In this adaptation, written and directed by producer, screenwriter, and long-time Ang Lee collaborator James Schamus, making his feature directing debut, Indignation‘s protagonist is Marcus Messner, played by Logan Lerman. We meet Marcus at a funeral for his baseball buddy who’s been killed in Korea. As Marcus pays his respects to the grieving mother, she implores him not to go off to war. He tells her he won’t be drafted because he’s going off to college in Ohio. “Ohio?” she recoils. “How are you going to keep kosher there?”
It’s one of a handful of Indignation‘s great lines. The trouble with Marcus is that he has a tendency to be either a cipher — an innocent object for society’s constant indignities, be they WASP intolerance or Jewish hectoring — or a hypersensitive jerk. His parents are overbearing. His peers at Winesburg College (the name a literary reference) in squaresville Ohio constantly offend him, even when they’re just trying to be nice. This usually leads to a pedantic lecture from Marcus about the hypocrisy of the Puritans or the righteous atheism of Bertrand Russell. Everyone bends over backward for him and his only responses seem to be confusion or disdain. The trouble isn’t so much that Marcus is unlikable, though he is, it’s that he’s either henpecked or grandstanding, with no in between. I don’t need to love Marcus, but who is he?
His chief sparring partners are the stuffed shirt Dean Caudwell (played by Tracy Letts, with whom Lerman shares Indignation‘s most dynamic scenes) and a hyperarticulate-but-troubled love interest Olivia Hutton (Sarah Gadon), who gives Marcus a BJ on their first date, to his eternal consternation. (It’s probably because her parents are divorced, Marcus thinks.) Now, I know Marcus’ inability to enjoy a blow job and his stubborn rejection of his college dean’s attempts to help him are somehow… connected… and that they’re meant to symbolize… something… it’s just hard to know what that is, other than that Marcus is kind of an asshole.
And even having read as little Philip Roth as I have, it’s impossible not to recognize his signature themes: the obsessive prodigy, the hovering parents, the tragic shiksa, the alienation, the sex act central to the plot. The trouble is that Indignation‘s often-compelling vignettes don’t really add up to much. Indignation finds many meticulously shot and pithy ways to say “He’s an angry young man with nowhere to go,” without attempting to answer the inevitable question, “Yeah, so?”
Marcus is either a sullen dick or a verbose one, and the people around him, well-acted as they are, are kind of “types.” The troubled hottie, the pompous dean, the artsy roommate. One of the most interesting characters is Sonny Cottler (Pico Alexander), the handsome president of Winesburg’s Jewish fraternity, who urges guile to solve problems, telling Marcus that “Guys like Dean Caudwell don’t budge, there’s no point butting heads with them when you can just go around.”

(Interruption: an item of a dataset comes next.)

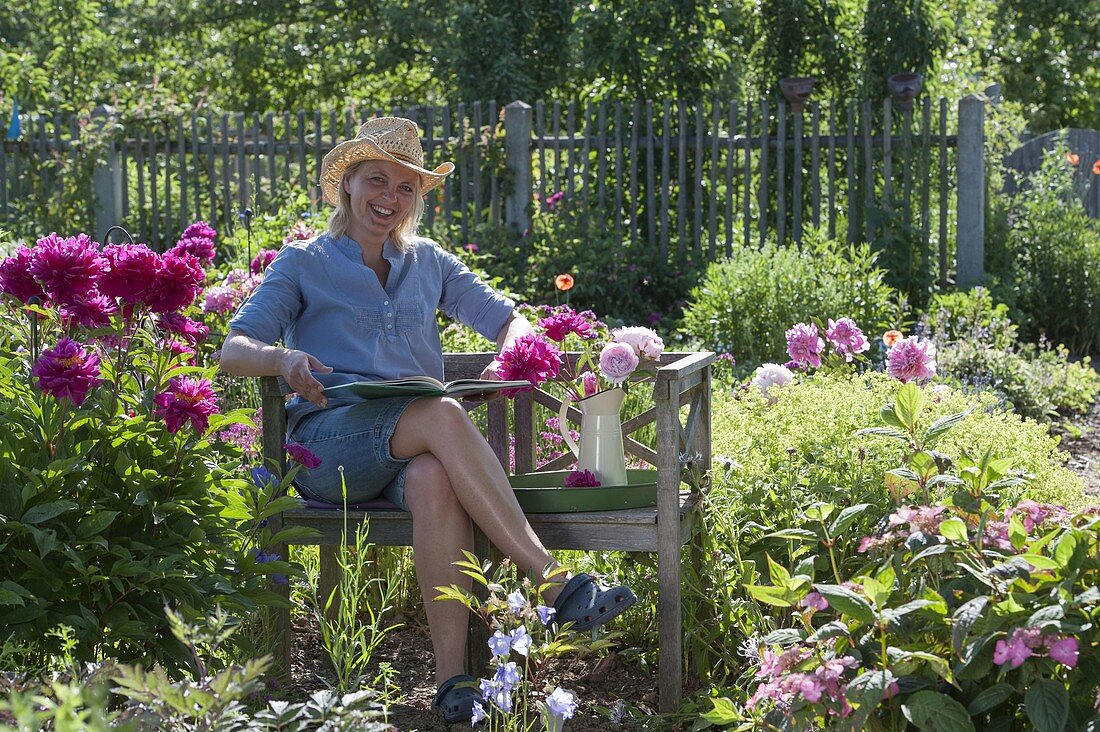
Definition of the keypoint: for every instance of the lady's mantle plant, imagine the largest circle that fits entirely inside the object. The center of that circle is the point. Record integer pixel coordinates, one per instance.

But likable as he is, even Sonny is sort of just the proverbial “mother’s friend’s son” (apparently there’s actually a word for this in Korean), the perfect example who exists to shame Marcus for not living up. In other words, a slightly different way to say the only thing Indignation has to say. I hate to make this criticism because with most non-arthouse movies it’s the precise reverse, but Indignation is the rare example of compelling world-building and nice detail work without enough story to justify it.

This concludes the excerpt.